Abstract

ABSTRACTThis research concerning the South Pacific Ocean shows the 10‐year and interannual variability of extreme cyclones (categories 4 and 5). The intensity of these cyclones has been reanalysed on the basis of GMS, GOES and NOAA satellite images with the Dvorak technique. In the period 1980–2016, 63 cyclones reached categories 4 and 5. During the decade 1980–1989, the intensity of cyclones of at least 115 knots over 1 min (100 knots over 10 min used by the meteorological centres in the South Pacific) was underestimated: we found 19 such cyclones, as opposed to 11 in IBTrACS, and 6 in the SPEArTC and in the Joint Typhoon Warning Center (JTWC) databases. Between 1980 and 2016, the number of extreme cyclones did not show any tendency to increase. The 1983 season was the most active, with six cyclones of categories 4 and 5 that do not figure in the JTWC database for the South Pacific.
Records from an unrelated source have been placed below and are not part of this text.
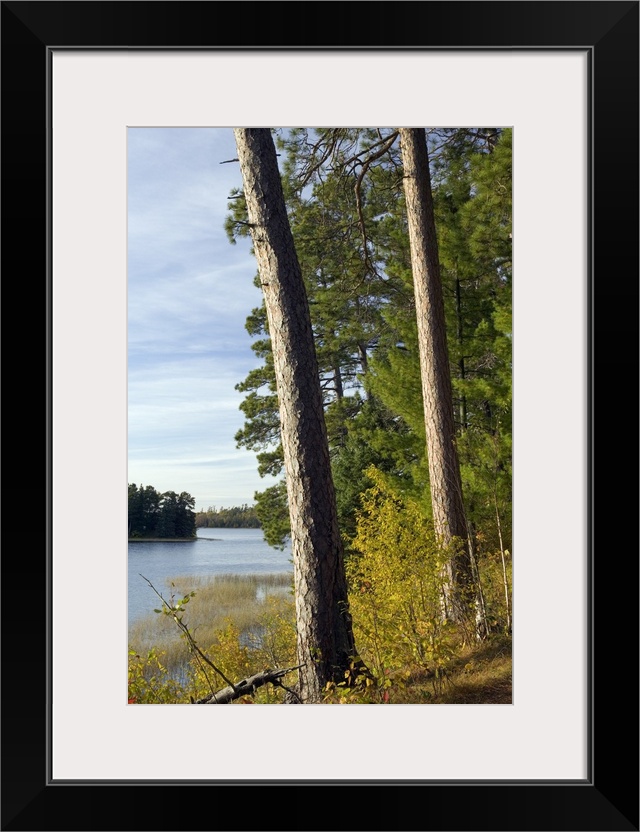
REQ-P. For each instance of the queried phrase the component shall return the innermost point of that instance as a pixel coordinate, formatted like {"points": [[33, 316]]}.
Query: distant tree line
{"points": [[166, 515], [237, 517]]}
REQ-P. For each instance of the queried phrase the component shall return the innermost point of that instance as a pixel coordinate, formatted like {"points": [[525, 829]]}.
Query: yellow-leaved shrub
{"points": [[394, 572]]}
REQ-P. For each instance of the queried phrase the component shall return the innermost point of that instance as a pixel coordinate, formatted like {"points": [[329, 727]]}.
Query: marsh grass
{"points": [[246, 601]]}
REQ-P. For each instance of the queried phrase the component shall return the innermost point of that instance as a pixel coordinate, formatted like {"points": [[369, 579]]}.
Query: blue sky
{"points": [[189, 293]]}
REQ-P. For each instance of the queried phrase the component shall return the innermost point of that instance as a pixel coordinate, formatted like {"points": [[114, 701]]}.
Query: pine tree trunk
{"points": [[444, 469], [325, 636]]}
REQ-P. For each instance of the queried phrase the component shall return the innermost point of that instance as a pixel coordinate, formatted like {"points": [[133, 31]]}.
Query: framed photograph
{"points": [[564, 754]]}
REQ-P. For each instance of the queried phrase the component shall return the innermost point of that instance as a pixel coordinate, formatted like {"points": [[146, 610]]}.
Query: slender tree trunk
{"points": [[325, 637], [444, 469]]}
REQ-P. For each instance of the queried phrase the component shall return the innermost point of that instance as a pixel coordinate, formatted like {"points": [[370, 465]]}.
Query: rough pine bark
{"points": [[325, 637], [444, 468]]}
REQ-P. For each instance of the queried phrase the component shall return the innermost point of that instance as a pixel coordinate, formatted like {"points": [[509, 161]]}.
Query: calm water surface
{"points": [[214, 552]]}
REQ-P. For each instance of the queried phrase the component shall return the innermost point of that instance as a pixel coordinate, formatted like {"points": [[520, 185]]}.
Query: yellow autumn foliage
{"points": [[395, 589]]}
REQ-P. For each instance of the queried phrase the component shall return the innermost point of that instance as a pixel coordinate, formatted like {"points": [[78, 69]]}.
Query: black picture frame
{"points": [[608, 798]]}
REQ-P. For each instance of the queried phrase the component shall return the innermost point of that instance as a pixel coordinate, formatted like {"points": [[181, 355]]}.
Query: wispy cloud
{"points": [[189, 293]]}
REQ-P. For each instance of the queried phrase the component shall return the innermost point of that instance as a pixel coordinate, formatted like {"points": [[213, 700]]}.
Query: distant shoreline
{"points": [[163, 539]]}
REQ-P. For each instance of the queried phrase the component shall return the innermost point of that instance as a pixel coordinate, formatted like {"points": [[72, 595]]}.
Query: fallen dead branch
{"points": [[248, 686]]}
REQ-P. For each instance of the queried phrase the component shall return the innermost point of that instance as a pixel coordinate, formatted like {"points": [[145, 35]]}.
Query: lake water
{"points": [[214, 552]]}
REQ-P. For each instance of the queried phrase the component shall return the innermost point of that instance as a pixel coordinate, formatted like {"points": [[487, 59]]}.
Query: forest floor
{"points": [[477, 676]]}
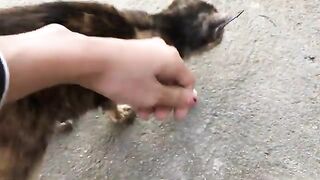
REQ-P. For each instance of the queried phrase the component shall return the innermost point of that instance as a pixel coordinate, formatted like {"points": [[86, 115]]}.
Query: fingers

Only one intense cyclone has been reported in the SPEArTC and five cyclones in IBTrACS in 1983. El Niño episodes concurred with a much higher number of cyclones of at least 115 knots than La Niña episodes. More than half of the category 5 (at least 140 knots) cyclones were observed during El Niño years. The South Pacific Ocean is the theatre of very intense cyclones, comparable to those in the western or eastern North Pacific. Thus, by reanalysing satellite images, an intensity of 170 knots was attributed to cyclone Hina (March 1985), which was probably one of the strongest in the southern hemisphere since 1980.